Total cell RNA was isolated using the RNeasy kit and treated with an RNase free DNase. Microarray analysis was performed using the Affymetrix human GeneChip HG U133 Plus 2.0 array (Affymetrix, Santa Clara, CA). Four independent RNA isolations and microarray experiments were performed for each sample (n = 4). Microarray data processing and analysis were performed using two independent software programs: R Bio conductor (http://www.bioconductor.org)52 and FlexArray from Genome Quebec (Montreal, Quebec, Canada; http://genomequebec.mcgill.ca/FlexArray)53. Raw data from the array scans were normalized using the robust multi-chip average (RMA) method. Statistical significance of data was analyzed by a two-tailed Student’s t-test (p < 0.05). Pathway analyses were performed using the Ingenuity Pathway Analysis software (http://www.ingenuity.com) and the KEGG pathway database (http://www.genome.jp/kegg/pathway.html).
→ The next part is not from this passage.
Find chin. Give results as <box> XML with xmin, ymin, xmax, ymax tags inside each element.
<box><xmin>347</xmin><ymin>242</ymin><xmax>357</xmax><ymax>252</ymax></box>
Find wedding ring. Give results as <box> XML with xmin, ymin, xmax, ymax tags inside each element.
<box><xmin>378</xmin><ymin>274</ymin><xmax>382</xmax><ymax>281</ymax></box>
The clustering and visualization were carried out using the MultiExperiment Viewer (MeV) (http://www.tm4.org). The expression patterns of differentially regulated genes were graphically represented in a heat map. The microarray data has been deposited in NCBI’s Gene Expression Omnibus and is accessible through GEO Series accession number GSE129091.

Statistics

Unpaired two-tailed Student’s t-test were performed for statistical analysis to compare two different groups i.e. WT cells compared with either ML cells or MH cells. Data are represented as mean ± standard deviation (SD). Significant differences are noted as *p < 0.05, **p ≤ 0.005, ***p ≤ 0.0005.